You need to keep in mind that this part of the code is going to behave differently trunks depending on how the calls are being delivered. The behavior has always varied slightly in the past and is one of the reasons that the changes were make, to have the option of giving more specific control to do all the alternatives an normalize the inconsistent behavior.

Hi everyone,

I read all the above comments and I would be grateful if someone would just tell me what do I need to change to make it when the last number is pressed the call is processed and there is no waiting or the need to press # to get it done.

I mean you we don’t need to press a # when using any standard phone why should this be any different for the freepbx.

Thanks,

I just revisited this issue the other day, and it still hasn’t been addressed. (I think the bug report I filed on it is marked to be addressed in a future version.)

I think it’s a fairly significant bug. If the dialplan otherwise can recognize with dialing is complete (which work on Zap lines, Iaxy’s, and others), then it should do the same with DISA. Requiring a # or waiting for a time out is not friendly to the users.

The extensions_custom override above is a nice dirty hack to achieve it.

My alternative is to hack the source. In /var/www/html/admin/modules/disa/functions.inc.php (line 108 for me), I changed:

$ext->add(‘disa’, $item[‘disa_id’], ‘’, new ext_disa(‘no-password,disa-dial’));

to

$ext->add(‘disa’, $item[‘disa_id’], ‘’, new ext_disa(‘no-password,from-internal’));

(And then made any GUI change that required a reload, to regenerate the conf files.)

Instead of going to the disa-dial context (which has that horrible ._ wildcard that blows the dialplan-end recognition), it simply goes to the dialing-as-an-internal-extension dialplan, which does the right/smart thing.

You lose the ability to redial on busy but that’s worse (IMHO) than that awful delay. The cumulative seconds/minutes spent waiting for that awkward delay (or requiring the user to press #) are far greater than the odd occasion when I get a busy number; and if the number’s busy [who doesn’t have voicemail these days???], then typically I don’t want to call someone else anyway…

Note, if you upgrade your DISA module, this hack will be overwritten, and you’ll have to reapply as appropriate…

Enjoy!

Thanks,

That was fast response thank you.

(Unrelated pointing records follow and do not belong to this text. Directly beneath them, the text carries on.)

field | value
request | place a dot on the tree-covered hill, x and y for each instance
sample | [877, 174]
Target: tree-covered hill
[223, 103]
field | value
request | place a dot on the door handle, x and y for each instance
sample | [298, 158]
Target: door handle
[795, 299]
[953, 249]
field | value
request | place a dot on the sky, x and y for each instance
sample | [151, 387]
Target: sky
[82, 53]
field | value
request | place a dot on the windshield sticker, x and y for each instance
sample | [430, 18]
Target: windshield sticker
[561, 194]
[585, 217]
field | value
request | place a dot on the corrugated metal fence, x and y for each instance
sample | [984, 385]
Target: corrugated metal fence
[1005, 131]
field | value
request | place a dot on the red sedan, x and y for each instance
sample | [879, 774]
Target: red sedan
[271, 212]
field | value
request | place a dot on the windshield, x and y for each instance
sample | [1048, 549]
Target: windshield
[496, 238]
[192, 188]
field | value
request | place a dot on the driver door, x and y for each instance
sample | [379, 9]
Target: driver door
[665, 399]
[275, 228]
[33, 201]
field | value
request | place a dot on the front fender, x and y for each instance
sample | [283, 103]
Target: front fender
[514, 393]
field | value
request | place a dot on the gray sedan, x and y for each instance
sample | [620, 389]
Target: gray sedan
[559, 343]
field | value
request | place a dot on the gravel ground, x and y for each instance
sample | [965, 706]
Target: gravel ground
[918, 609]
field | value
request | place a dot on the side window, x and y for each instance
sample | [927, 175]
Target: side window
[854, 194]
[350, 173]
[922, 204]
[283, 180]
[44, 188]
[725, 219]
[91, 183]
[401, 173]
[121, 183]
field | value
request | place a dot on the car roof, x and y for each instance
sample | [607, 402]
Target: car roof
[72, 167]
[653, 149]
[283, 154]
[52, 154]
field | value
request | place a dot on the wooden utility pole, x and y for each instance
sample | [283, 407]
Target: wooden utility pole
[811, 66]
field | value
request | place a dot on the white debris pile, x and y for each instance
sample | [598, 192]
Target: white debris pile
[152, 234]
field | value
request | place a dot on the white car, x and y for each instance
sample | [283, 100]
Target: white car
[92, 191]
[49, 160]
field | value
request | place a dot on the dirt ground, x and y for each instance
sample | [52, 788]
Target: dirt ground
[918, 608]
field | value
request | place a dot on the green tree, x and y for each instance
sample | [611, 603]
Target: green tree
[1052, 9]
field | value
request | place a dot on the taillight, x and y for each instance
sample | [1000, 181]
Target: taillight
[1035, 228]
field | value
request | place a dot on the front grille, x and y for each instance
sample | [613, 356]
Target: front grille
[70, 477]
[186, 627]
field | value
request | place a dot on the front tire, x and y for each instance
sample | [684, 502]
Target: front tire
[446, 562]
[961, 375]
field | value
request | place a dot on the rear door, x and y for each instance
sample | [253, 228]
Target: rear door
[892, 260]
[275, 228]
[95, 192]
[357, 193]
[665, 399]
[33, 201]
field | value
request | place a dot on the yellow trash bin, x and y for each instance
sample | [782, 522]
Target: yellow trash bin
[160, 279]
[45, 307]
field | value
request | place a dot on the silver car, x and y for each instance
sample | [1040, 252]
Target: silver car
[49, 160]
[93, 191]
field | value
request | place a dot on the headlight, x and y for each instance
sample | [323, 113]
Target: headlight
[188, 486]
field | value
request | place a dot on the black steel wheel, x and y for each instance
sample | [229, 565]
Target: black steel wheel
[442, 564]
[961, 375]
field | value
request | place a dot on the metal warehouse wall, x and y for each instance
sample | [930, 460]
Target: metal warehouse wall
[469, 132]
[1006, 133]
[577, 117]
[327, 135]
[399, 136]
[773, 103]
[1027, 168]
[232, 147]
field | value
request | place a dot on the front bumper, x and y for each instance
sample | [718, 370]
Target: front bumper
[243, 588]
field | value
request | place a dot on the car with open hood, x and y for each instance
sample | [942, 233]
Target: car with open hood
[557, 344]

Ok so I modified the /var/www/html/admin/modules/disa/functions.inc.php

And then did the reload. However, I did not understand the point about: (And then made any GUI change that required a reload, to regenerate the conf files.)

Can you explain that?

Thanks

Alex

The FreePBX GUI only updates all the .conf files when you make a change through the GUI. Manually hacking a source is not a change it would notice/consider.

Restarting/reloading asterisk is not enough, the config files won’t be updated.

So if you modify the source that creates the config files with this hack, the config files aren’t automatically regenerated.

You have to make some benign change (i.e. change the name of your disa, and change it back), so that FreePBX indicates “Apply Configuration Changes” in orange at the top; click on that, apply the changes, and it will create a new set of config files (extensions_additional.conf in particular) that will contain the updated disa/functions.inc.php changes…

If you look at your extensions_additional.conf and you see that in the [disa] section that the DISA(no-password,from-internal) lines are present, then your change worked.